MAKE IT CLEAR- THE A-RIG CATCHES FISH
On certain lakes at certain times of year, magic can happen. That happened on Lake Guntersville in the Co-Angler Division for Arkansas’ Jason Sandidge when he tied on an Alabama rig. By the end of the three day tournament, Jason had a new Phoenix bass boat and the MLF Toyota Series Championship title. The A-rig or CUR (castable umbrella rig) cannot be used in every tournament, but guys who know when and how to fish it are in for a lot of fun. Our kayak specialist Zach Warren is new to A-rig fishing because a good friend of his is now making a clear umbrella rig using 300# fluorocarbon for the arms. These clear rigs have caught on like wildfire in Oklahoma where they are made by Tornado Innovation- a company always working to come up with innovative ways to catch fish. Their hottest lure today is this clear umbrella rig.
The castable umbrella rig (CUR) first made big headlines when Classic Champion Paul Elias took the Andy Poss invention and started winning tournaments across the south. Paul’s instant success caused a lot of changes in the CUR landscape but much remains the same. The idea behind the rig was really nothing new as this type of umbrella “spread” had been used for a while in saltwater angling. The rig simultaneously presents multiple lures (usually three or more) to mimic a ball of shad or other schooling bait such a bunker for striped bass fishermen.

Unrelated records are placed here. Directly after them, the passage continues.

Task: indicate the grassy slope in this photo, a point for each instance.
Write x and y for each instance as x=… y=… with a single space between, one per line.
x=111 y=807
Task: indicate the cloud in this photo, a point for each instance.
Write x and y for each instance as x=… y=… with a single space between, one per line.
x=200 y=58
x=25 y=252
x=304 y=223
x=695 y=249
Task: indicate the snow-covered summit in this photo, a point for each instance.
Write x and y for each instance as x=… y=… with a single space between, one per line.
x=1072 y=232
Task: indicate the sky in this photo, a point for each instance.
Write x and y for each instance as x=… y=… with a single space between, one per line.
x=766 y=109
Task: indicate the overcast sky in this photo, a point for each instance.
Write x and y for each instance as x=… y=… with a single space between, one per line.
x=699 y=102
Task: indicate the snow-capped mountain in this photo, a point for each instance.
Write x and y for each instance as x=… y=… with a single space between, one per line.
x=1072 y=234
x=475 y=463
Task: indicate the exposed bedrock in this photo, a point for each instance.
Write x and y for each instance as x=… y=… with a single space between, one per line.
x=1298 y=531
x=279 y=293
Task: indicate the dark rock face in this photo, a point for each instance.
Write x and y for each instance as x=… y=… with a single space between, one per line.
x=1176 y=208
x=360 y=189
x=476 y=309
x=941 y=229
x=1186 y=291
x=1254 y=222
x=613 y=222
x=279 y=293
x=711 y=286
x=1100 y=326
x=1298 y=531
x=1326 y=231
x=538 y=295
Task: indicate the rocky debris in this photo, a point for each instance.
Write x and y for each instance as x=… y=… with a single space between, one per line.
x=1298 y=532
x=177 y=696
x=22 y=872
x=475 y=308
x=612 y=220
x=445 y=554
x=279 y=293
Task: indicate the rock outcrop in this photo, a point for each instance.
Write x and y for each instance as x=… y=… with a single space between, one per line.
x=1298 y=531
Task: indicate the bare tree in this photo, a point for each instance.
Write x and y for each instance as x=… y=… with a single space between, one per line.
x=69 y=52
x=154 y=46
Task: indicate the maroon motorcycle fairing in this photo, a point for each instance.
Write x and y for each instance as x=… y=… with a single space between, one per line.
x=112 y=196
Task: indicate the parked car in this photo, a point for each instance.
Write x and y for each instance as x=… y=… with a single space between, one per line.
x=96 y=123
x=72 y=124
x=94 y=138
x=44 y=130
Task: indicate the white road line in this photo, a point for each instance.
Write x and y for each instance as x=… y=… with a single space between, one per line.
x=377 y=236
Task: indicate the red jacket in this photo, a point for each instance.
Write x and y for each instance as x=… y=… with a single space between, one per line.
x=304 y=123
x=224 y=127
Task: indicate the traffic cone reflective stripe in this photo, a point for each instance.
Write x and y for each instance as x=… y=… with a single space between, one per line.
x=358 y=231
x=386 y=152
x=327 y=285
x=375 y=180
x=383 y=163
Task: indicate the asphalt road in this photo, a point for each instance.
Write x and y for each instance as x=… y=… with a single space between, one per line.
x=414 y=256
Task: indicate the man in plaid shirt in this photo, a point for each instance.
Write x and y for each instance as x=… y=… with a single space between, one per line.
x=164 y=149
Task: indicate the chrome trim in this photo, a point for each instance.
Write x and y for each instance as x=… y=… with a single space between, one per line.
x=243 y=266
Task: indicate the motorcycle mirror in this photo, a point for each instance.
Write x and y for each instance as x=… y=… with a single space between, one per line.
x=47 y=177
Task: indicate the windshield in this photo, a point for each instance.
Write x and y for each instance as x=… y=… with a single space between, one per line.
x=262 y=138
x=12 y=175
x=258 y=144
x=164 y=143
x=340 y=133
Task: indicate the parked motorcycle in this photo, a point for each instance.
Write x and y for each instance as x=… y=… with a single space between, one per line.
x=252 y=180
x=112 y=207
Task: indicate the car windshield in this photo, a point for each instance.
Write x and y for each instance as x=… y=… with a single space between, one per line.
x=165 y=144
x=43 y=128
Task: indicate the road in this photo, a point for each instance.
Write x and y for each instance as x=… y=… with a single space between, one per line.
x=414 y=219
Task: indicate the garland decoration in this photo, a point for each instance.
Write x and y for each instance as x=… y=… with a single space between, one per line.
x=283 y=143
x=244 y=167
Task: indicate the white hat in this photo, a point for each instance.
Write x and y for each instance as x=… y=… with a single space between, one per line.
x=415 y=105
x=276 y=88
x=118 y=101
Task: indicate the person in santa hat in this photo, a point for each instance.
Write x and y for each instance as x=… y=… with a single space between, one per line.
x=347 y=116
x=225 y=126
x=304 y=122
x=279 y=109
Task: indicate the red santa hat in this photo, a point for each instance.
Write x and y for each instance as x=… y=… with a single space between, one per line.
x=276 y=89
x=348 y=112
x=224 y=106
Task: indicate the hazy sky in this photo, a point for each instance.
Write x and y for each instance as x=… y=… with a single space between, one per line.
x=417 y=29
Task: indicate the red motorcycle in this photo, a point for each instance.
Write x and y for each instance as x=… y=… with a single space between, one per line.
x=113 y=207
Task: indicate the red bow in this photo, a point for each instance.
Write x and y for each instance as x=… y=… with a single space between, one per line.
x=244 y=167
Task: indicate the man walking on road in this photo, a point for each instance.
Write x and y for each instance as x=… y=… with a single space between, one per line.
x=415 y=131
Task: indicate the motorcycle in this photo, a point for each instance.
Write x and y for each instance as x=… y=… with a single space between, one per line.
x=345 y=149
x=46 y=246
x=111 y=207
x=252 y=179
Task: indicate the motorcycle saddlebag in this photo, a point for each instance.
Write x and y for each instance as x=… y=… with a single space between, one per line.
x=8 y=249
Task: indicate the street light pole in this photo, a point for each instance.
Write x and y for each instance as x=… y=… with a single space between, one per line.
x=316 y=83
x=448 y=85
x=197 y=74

Haven’t tried a CUR for freshwater bass? Well, according to Zach, you’re really missing out (always remember to first, check your local regulations). Mann’s Bait Company designer Andy Poss and Elias are credited with starting the A-rig craze and over the years and since then, there’ve been some variations in bait interchangeability and modification. These rigs vary in weight from a couple of ounces to nearly a pound, and between the weight and the large number of arms, casting such a device- sometimes called “heaving the chandelier”- requires some skill development.
According to Poss, “the key to casting the Alabama Rig is having the right rod.” If your rod’s too short or has wrong style tip, you’re going to “wear yourself out in just a couple of hours.” Clearly the right mechanics are important, too. If you snap your wrist or make an underhanded roll as if you were throwing a spinnerbait, you’re not going to have a good result. like the results. “CURing”, that’s Zach’s word, requires more shoulder, more forearm and more upper body pivot than other casting techniques. You are basically “heaving it” out there so you’ll be using the muscles in your shoulders and biceps to launch the rig. You will need to experiment to find the optimum mechanics for your body- to little use of those muscles or too much will both end with you needing a break for a massage.
For the right rod, you’ll need one between 7 1/2 and 8 feet with a tip action that can handle rigs weighing from one to eight ounces. When you’re casting something this heavy and bulky, you’ll also need a strong reel spooled with heavy line. That means not only a strong reel but one with adequate line capacity for the heavy line and making long casts. Your best bet is a heavy braid. Poss recommends 100-pound-test. You read it right, 100-pound-test! “You don’t want to break off when you’re fishing the A-rig, and using heavy line means you’ll get your rig back with a little finesse or some pulling, says Poss, “but don’t just grab your line and pull when you get hung up. That’s a great way to get a line cut that’s going to require stitches.” Instead, carry a piece of hardwood like a hammer handle and wrap the line around it so that it overlaps and crosshatches like it does on your reel. Remember, nothing cuts fishing line quite like fishing line. Poss carries a lure retriever, but acknowledges that the best way to free the rig from an obstruction is to get over top of the snag and shake it until it works itself free.
What makes Innovations rig unique is that unlike conventional umbrella rigs that use wire leaders as the arms, the Clear Umbrella Rig utilizes extremely heavy, ocean sized fluorocarbon for arms which gives it a near invisible look as it runs through the water. Several Oklahoma Kayak Anglers members have used the clear rig successful for stripers, and largemouth. Zach says it retrieves seamlessly, and will turn followers into eaters.